蕭錦行閉上了眼睛,片刻後才隨著一陣陣“蹬蹬蹬”攀梯而上的腳步聲臨近緩緩將眼睜了開來。
“大單于,好訊息,好訊息啊。”
一聲激動的大叫聲傳入了蕭錦行的耳中,引得蕭錦行為之一笑。
“哦?
什麼事會讓你這從不苟言笑的老族長也會高興成這個樣子?
先來坐下喝一杯茶吧。
當年我尚在秦國時,就聽說這河西徐昌的夏雲碧露乃是大秦茶中之冠。
此茶只能在仲夏的雨後採摘才能不失其味,甘甜清香,回味無窮。如果其他時候採摘,則與尋常的粗茶並無區別。
正因為如此神奇,所以每年產量寥寥無幾,據說只有秦公在向周天子進貢時才會拿出多餘的幾錢喝上幾次,極為難得。
今日恰巧被我遇見了,秋茲族長趕快來享受享受周天子的待遇吧。”
說著,蕭錦行就拿出一個空杯準備為秋茲斟茶。但他卻沒有想到,秋茲一見蕭錦行慢悠悠的先是溫杯後又洗杯,頓時坐在地上左右扭捏了起來。
數息過後,秋茲就發現案几上的一壺沸水已經用了個七七八八,而蕭錦行遞到他面前的茶杯卻依舊空空如也。
當蕭錦行命人去取沸水的時候,這位老族長再也忍不住,站起身來笑著說道:
“大單于,秋茲要喝上這口水不知道要等到猴年馬月了,我還是先說事情吧。”
蕭錦行聞言一怔,他抬起頭撇了撇心急如焚的赤膊壯年露出了古怪的神色。
片刻後他才幽幽一嘆道:“我知道你說的一定是好訊息,所以想為你泡壺好茶慶祝一番,可是見你如此心急的模樣就知道你也不會在意這壺茶的好壞了。
算了,不給你喝了,不然浪費了我的好茶。”
蕭錦行說完後,卻突然裂開了嘴微微一笑,隨即輕輕搖起了頭來。
自從入關後,自己多次要求這些來自草原上的族人們穿衣習禮,可是這看似是一件微不足道的小事這些人卻始終辦不到。

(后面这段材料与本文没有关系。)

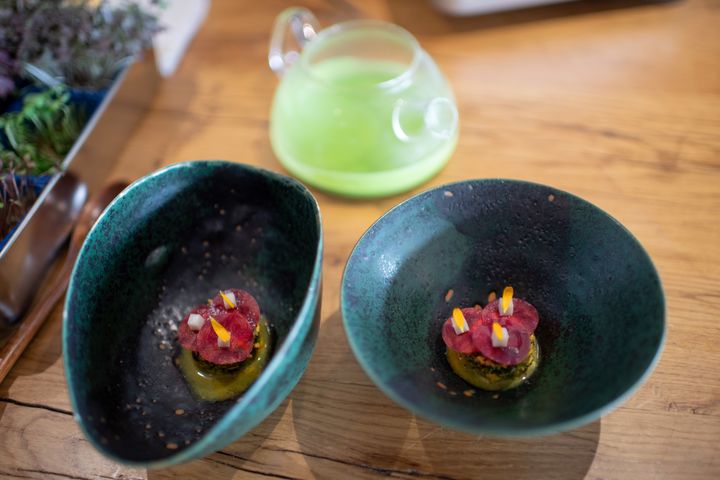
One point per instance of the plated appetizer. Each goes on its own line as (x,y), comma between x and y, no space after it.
(493,348)
(225,345)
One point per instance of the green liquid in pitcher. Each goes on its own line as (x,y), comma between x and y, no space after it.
(332,127)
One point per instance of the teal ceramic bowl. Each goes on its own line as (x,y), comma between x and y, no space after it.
(601,305)
(167,243)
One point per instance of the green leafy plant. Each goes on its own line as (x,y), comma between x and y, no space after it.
(16,198)
(38,136)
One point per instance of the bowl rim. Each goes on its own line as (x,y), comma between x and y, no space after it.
(500,432)
(297,332)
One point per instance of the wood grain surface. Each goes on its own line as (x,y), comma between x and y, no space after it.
(618,102)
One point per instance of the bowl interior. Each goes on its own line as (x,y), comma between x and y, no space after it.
(168,243)
(599,298)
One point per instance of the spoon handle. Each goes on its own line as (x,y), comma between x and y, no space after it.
(28,327)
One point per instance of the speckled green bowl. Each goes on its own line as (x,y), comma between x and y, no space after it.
(601,305)
(168,242)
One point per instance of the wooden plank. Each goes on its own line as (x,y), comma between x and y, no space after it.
(619,106)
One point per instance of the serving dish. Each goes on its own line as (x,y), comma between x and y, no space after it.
(168,242)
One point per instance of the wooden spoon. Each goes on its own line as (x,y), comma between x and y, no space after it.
(19,339)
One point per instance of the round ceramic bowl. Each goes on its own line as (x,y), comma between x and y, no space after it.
(601,305)
(169,242)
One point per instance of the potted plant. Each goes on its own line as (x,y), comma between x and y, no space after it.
(57,60)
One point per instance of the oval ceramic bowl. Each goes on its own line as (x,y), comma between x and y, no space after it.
(601,305)
(167,243)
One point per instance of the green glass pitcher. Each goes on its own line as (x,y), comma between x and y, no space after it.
(361,109)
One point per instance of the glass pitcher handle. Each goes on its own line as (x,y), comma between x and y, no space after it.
(439,117)
(303,25)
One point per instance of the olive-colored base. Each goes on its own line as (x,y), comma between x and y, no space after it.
(488,375)
(220,382)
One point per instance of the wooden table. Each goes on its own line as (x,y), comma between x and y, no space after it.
(618,105)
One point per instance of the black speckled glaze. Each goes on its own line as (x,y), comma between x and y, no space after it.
(601,305)
(168,243)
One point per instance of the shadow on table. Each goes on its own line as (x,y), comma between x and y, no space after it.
(233,461)
(340,416)
(342,421)
(422,18)
(564,456)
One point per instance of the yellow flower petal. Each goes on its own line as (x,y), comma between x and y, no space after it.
(507,298)
(459,319)
(498,331)
(226,299)
(222,333)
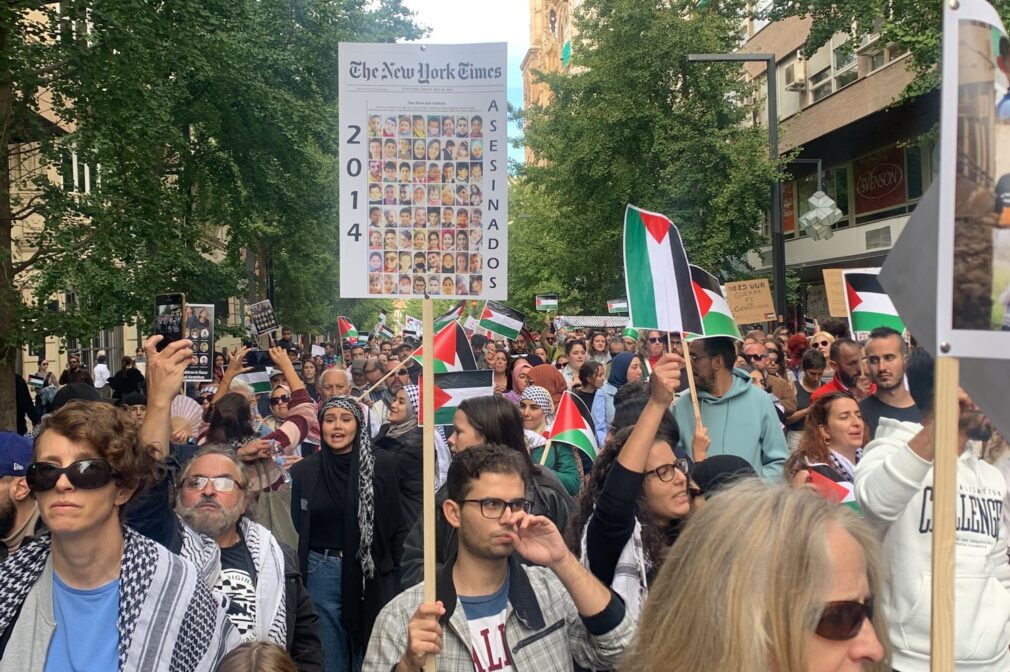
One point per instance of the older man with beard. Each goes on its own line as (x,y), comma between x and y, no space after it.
(258,574)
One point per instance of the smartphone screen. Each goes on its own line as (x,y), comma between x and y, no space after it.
(169,312)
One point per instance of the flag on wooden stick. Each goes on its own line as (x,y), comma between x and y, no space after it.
(657,274)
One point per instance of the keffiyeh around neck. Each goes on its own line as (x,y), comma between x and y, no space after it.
(366,475)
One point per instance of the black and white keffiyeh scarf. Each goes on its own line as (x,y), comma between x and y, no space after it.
(169,619)
(366,476)
(268,559)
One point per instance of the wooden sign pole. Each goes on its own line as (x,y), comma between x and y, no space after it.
(946,410)
(428,468)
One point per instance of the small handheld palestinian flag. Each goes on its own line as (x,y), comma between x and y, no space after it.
(572,428)
(657,274)
(455,313)
(716,318)
(617,306)
(501,319)
(453,388)
(868,303)
(451,351)
(346,330)
(840,492)
(546,302)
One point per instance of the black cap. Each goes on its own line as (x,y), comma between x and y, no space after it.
(719,471)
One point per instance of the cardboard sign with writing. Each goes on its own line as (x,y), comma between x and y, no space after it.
(834,288)
(750,301)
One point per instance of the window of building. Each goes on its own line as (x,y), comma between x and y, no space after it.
(820,85)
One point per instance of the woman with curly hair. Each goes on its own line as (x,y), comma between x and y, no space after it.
(89,594)
(636,498)
(833,437)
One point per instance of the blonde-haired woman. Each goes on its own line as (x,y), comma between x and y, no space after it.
(767,578)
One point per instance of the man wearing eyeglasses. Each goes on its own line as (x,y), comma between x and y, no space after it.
(267,600)
(492,611)
(755,354)
(740,418)
(894,488)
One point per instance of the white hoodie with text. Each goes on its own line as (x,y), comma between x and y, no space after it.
(894,488)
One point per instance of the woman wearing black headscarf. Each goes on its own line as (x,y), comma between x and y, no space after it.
(624,368)
(350,564)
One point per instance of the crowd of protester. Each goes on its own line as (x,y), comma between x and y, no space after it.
(147,524)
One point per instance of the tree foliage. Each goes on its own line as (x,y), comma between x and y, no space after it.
(911,25)
(207,127)
(633,121)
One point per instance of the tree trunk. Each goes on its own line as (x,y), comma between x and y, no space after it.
(9,298)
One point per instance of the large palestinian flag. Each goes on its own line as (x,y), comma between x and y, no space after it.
(716,318)
(455,387)
(657,274)
(869,305)
(455,313)
(347,330)
(451,351)
(499,318)
(571,427)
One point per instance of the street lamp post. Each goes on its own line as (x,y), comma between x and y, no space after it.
(778,233)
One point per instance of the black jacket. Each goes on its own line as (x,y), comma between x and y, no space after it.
(361,605)
(408,453)
(304,645)
(549,499)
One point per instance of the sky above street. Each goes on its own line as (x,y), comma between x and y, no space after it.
(468,21)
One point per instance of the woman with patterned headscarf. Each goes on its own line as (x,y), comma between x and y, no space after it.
(349,562)
(537,417)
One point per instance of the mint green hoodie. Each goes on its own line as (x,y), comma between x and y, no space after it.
(741,422)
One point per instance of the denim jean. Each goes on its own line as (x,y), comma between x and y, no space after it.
(323,586)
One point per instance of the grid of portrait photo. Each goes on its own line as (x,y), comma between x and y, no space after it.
(425,203)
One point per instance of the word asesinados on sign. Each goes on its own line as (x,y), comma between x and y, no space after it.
(423,73)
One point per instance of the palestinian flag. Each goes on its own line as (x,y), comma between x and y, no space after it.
(617,306)
(869,305)
(499,318)
(840,492)
(259,379)
(546,302)
(452,388)
(657,274)
(451,351)
(446,317)
(346,330)
(716,318)
(571,427)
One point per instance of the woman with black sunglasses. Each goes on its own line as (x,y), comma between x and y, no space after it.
(767,578)
(87,594)
(637,496)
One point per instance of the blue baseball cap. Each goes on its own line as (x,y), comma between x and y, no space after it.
(15,454)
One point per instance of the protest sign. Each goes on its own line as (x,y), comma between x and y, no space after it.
(834,290)
(263,317)
(750,301)
(199,328)
(423,170)
(546,303)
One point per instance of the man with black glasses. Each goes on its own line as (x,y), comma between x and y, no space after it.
(493,612)
(259,575)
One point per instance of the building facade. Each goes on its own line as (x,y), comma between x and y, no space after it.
(840,106)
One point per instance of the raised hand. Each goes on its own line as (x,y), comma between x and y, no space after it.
(423,637)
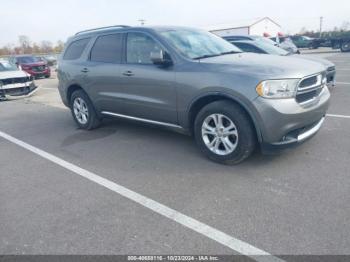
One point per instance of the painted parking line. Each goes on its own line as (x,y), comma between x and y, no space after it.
(339,116)
(191,223)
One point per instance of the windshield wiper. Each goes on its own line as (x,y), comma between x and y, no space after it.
(223,53)
(205,56)
(230,52)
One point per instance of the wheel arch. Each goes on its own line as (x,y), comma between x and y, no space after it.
(203,100)
(71,89)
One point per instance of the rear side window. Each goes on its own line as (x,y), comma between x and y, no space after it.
(75,49)
(139,48)
(108,49)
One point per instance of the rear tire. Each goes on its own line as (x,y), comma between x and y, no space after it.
(217,140)
(83,111)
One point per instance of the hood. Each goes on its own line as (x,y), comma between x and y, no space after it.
(324,62)
(12,74)
(264,66)
(34,64)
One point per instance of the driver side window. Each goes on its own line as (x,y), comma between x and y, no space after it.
(139,47)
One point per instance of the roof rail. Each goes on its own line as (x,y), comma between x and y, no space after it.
(101,28)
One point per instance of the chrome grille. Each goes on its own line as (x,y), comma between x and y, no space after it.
(17,80)
(310,88)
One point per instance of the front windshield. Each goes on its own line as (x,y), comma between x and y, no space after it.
(196,44)
(28,59)
(270,48)
(7,66)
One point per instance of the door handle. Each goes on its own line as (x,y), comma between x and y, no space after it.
(128,73)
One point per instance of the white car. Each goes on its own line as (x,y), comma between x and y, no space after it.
(14,82)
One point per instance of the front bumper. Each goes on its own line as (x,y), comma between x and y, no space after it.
(43,73)
(285,123)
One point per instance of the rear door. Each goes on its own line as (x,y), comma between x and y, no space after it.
(102,70)
(149,90)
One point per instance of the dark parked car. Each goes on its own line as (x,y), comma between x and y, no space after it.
(51,60)
(260,47)
(32,65)
(196,82)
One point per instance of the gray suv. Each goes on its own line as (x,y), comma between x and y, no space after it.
(196,82)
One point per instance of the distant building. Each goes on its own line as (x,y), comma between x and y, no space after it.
(262,27)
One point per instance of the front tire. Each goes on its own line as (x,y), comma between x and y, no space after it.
(224,132)
(345,47)
(83,111)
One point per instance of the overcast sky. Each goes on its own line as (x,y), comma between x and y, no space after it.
(56,20)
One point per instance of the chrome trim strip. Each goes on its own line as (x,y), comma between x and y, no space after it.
(141,119)
(311,131)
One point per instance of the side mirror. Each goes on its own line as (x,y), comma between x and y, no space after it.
(160,58)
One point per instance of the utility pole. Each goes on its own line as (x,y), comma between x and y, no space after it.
(142,21)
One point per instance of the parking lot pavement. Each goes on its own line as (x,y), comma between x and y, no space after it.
(293,203)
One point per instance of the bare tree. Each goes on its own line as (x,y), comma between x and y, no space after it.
(24,43)
(46,47)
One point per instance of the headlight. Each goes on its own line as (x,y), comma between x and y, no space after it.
(285,88)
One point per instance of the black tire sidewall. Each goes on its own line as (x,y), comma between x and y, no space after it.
(344,49)
(246,135)
(91,110)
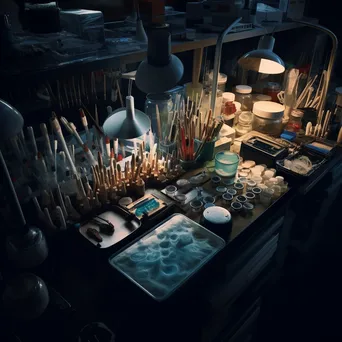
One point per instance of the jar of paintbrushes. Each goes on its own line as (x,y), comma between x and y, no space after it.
(197,136)
(160,109)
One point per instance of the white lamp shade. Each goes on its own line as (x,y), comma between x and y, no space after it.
(127,123)
(11,121)
(263,61)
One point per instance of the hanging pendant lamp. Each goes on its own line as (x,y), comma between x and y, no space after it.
(161,71)
(263,60)
(127,123)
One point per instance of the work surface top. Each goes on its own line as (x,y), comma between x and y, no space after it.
(98,293)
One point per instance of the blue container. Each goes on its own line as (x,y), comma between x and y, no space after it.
(226,164)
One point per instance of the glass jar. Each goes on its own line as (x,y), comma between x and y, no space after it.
(164,103)
(295,122)
(243,94)
(228,108)
(272,89)
(268,118)
(245,123)
(221,80)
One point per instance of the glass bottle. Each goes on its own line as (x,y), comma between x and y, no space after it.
(164,103)
(336,121)
(243,94)
(245,123)
(228,108)
(295,122)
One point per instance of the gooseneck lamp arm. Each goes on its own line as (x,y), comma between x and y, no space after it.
(12,190)
(331,60)
(217,62)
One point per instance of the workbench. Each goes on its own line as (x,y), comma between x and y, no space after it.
(220,303)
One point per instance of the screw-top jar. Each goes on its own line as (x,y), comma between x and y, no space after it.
(228,108)
(295,122)
(268,117)
(245,123)
(243,94)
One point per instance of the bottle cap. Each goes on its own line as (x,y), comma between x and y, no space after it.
(268,109)
(243,89)
(228,97)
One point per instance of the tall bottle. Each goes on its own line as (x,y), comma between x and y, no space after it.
(336,120)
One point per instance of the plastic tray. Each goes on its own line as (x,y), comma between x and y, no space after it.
(122,225)
(316,159)
(165,258)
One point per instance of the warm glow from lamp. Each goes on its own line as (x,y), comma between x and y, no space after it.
(263,60)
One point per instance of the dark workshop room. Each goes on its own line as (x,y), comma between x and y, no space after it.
(170,161)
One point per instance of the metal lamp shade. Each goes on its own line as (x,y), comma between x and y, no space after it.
(159,79)
(127,123)
(11,121)
(263,61)
(161,71)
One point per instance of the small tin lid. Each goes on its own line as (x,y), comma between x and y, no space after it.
(227,196)
(171,189)
(263,97)
(228,97)
(236,205)
(256,190)
(217,215)
(238,186)
(248,206)
(233,192)
(250,195)
(124,201)
(241,199)
(222,189)
(216,179)
(208,199)
(180,198)
(182,182)
(243,89)
(297,113)
(268,110)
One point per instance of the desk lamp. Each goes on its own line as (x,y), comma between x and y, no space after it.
(331,61)
(217,61)
(27,247)
(263,60)
(161,71)
(127,123)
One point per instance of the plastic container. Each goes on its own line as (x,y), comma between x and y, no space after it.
(244,124)
(268,118)
(295,121)
(272,89)
(243,94)
(250,196)
(227,197)
(164,103)
(261,97)
(226,164)
(266,196)
(233,192)
(207,152)
(221,81)
(218,220)
(241,198)
(215,181)
(221,189)
(235,207)
(196,205)
(166,257)
(228,108)
(239,187)
(248,209)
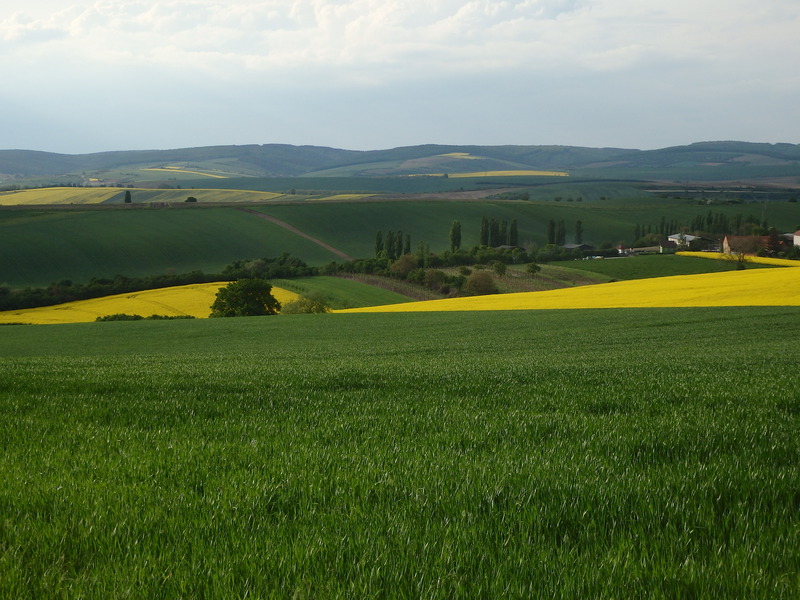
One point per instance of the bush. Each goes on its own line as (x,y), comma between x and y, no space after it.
(480,283)
(245,298)
(304,306)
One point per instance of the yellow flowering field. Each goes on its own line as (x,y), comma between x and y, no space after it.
(57,195)
(761,260)
(344,197)
(511,173)
(757,287)
(186,300)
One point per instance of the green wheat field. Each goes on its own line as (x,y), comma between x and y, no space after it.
(534,454)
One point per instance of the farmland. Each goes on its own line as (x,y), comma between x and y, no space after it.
(556,454)
(760,287)
(188,301)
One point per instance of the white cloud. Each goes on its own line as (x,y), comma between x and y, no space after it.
(525,66)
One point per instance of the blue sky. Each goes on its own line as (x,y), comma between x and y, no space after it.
(105,75)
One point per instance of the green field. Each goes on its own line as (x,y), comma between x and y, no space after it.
(38,247)
(337,293)
(558,454)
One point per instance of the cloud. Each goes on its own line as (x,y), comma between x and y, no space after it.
(579,70)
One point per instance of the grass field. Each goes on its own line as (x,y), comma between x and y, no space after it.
(758,287)
(560,454)
(82,195)
(337,292)
(58,195)
(38,248)
(193,300)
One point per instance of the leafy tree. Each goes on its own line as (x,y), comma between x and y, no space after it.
(513,234)
(455,236)
(480,283)
(389,245)
(245,298)
(305,306)
(561,234)
(484,237)
(551,232)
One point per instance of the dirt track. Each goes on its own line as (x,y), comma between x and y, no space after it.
(296,231)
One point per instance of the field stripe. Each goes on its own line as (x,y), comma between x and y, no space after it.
(758,287)
(296,231)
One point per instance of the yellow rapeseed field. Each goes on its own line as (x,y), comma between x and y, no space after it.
(761,260)
(57,195)
(757,287)
(344,197)
(186,300)
(511,174)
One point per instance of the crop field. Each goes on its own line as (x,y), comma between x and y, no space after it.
(561,454)
(58,195)
(38,247)
(337,292)
(193,300)
(516,173)
(760,287)
(88,195)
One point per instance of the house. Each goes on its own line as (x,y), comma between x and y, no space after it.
(682,239)
(669,246)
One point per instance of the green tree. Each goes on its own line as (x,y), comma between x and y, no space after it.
(480,283)
(245,298)
(551,232)
(305,306)
(561,234)
(389,245)
(455,236)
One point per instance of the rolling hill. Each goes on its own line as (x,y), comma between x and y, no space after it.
(699,161)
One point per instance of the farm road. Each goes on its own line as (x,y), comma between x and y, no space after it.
(296,231)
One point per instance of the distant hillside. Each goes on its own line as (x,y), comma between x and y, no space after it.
(704,160)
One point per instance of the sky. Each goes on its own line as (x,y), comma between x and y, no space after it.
(92,76)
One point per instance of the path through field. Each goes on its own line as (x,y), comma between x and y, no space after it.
(294,230)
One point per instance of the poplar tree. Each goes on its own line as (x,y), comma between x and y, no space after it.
(455,236)
(513,235)
(484,238)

特別是一到夏天來臨後,這些草原上的男人們就重新脫下獸皮,粗衣,開始赤裸著上身穿梭在所佔據的大半個秦國境內了。
看大單于微微一笑,秋茲雖然並不知道他在想些什麼,但也終是不好意思的摸了摸腦袋說道:
“大單于,我趕快說罷,說完後哲託這小子還在等我去喝酒呢。
這次說什麼也要把他喝爬下,這小子憋了這麼久才來秦國,這些時日更是一肚子的怨言。
讓我先去殺殺他的銳氣,免得以後作戰,他的頭會伸上了天。
不過,大單于可真是沉得住氣,哲託這兩萬重甲騎兵直到此時才被派入關內,就連當初與方元恆作戰時大頭人也從不提說這支草原上最厲害的騎兵,看來大單于一定覺得還有比方元恆更加厲害的角色。”
看著秋茲說到那兩萬重甲騎兵時頗為認真的模樣,蕭錦行連忙擺手笑道:“趕快說正事吧。
其實在我眼中,你們所有部落的人馬都是我大夏國的精銳之師,並不分什麼厲害和不厲害。
我讓哲託、朮赤、木華里、速闊此時進入關內確實是有大用的,只不過這用處現在還不能告訴你們,而且近期的作戰也不會派上他們的。”
秋茲聽著蕭錦行說完後,頓時露出了滿臉的古怪,只不過片刻後他連忙笑道:
“大單于不說自有大單于的打算,秋茲就不多問了。”說完後,秋茲似是又想起了要彙報極為重要的訊息,立刻激動的說道:“大單于,你知道嗎,今日剛剛得來的訊息稱西京亂了,徹底大亂了。而且據說雍道成那小子也被趕出西京,投奔趙之海去了。”
“哦?
說來聽聽,是怎麼個亂法,看看與我猜測的是否吻合。”蕭錦行目光一閃,面帶喜色問道。
而秋茲也連忙將探子打探來的訊息向蕭錦行詳細的敘述了一番。
片刻時間過後,蕭錦行看著激動的秋茲與語無倫次的講述完,這才端起一杯剛剛重新泡沏好的碧綠新茶放在鼻前微微一吸,閉上了眼睛。
秋茲看著大單于的模樣,也好奇的探頭聞了聞面前的茶氣,只不過半息時間他就帶著滿臉的失望神色又縮回了頭,古怪的看著仍舊沉浸在茶香中的蕭錦行做了個不置可否的動作。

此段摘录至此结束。